Crying at the pedestrian crossing
It has just started to spit rain when I see the fox.
It is twisted away from me, hind legs crossed like a ribbon, its moistening body tucked between the pole of a traffic light and a wedge-shaped concrete barrier. Within view is a slice of its upturned face, oily with blood, a bright circle looping its open mouth like a planet’s rings.
The light winks green, and red, and green again, a slot machine for walking. A little earthquake flings droplets from the roof of my rain-jacket, and I realise I’ve dipped my head down to cry.
Foxes are a pest in Australia. They invaded this land alongside the people who brought them and have spread across the landmass, extinguishing native species and causing irreversible havoc. Not only is fox hunting legal in all states, but baiting and violence is encouraged. I’ve always found it curious the firm consensus among Australians that these animals absolutely do not belong here, but the people who brought them unequivocally do.
Back at the pedestrian crossing, questions come like push-notifications. Where did this fox come from? How did it make it to a busy intersection? Was it moved to this undignified clearing, or did it crawl there for safety as it choked on its own guts? And why am I crying?
Unlike the descendants of the people who claimed this country for their own, the Australian fox has no concept of its history. It does not understand that its fore-foxes crept out across an old-but-new land and made a clumsy home out of a place they might not have otherwise opted for. This fox knows only what it has been shown, what the foxes before it adapted to. It paws into an unaccommodating dirt, skewers unfamiliar critters to feed its young, and tries to make it work, tries to secure its own survival. It tries to slot into the ecosystem because that’s the only choice it can make, and we hate it, we loathe it for trying.
I am not crying because I have romanticised the plight of the white man's fox. I am crying because I am sad, and it’s the divine right of the sad to be self-involved and insert themselves into whatever feels tragic around them. I am crying because in this moment, a tote bag of groceries slung across my weary side, I feel like I am this fox - trying to make a home here, trying to make do, constantly swallowing the feeling that I am butting against a choice made for me a generation ago, to be in this place, to mould my surroundings into a house I can live in.
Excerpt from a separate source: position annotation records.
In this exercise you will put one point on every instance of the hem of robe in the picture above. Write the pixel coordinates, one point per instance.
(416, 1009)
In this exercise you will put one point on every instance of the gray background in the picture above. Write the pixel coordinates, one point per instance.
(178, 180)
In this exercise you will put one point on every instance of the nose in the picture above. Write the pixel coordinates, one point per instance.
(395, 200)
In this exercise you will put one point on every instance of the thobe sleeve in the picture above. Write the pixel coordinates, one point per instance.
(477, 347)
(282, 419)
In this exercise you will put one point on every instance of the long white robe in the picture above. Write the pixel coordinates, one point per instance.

I have written so much in this newsletter about belonging (or not) to a place that it has become insular and repetitive. Blah blah, my parents are immigrants. I swing from wondering if my home is abroad, to contemplating a home here, to deciding home is an unworkable construct altogether. The answer is that there is no answer. Home is solid for some, elusive for others. My sense of home, for whatever host of reasons, came out of me like a baby tooth, and nothing grew in its place. Any bid to remake an alternative returns an error message. 404: home not found (does not exist, dummy).
The light winks green again and I walk. I don't look back. The evenings are arriving earlier, and not long after I make it to the apartment I've been housesitting, night comes down like a guillotine. The red and green birds that fly right up to the balcony and demand feeding scream at me from the window, which surprises me - I've never seen them come at night before. I try to coax one to eat out of my hand, but she nicks my finger as if to say no, weirdo, and I accept her dismay. I look out to the vista I have of the headland, watch the ocean gurgle. The line of cars that snakes through the road below me is thinning, lights fanning on to guide people back to, or away from their homes. There’s that pesky home again.
My phone buzzes and it’s my sister sending me photos of my nephew’s first trip to daycare. They’ve made him pose with a comically large backpack on, so big that his doughy knees are buckling and his dad has to hold him up like a marionette. I laugh, because it's impossible not to, and then I cry again. Big, burly sobs. I love him so much. I never thought I would love a child like this.
There are days like today, where the fact that I belong to this place feels like a throat I never manage to clear, an exam I haven't studied for. But as I laugh again at this little boy, resplendent and giddy, I wonder if maybe there's a place for me here yet still. Maybe the only home I'll ever need is wherever he will be.




Really beautiful. I remember how in love I was with my nephew when he was born. It is the best.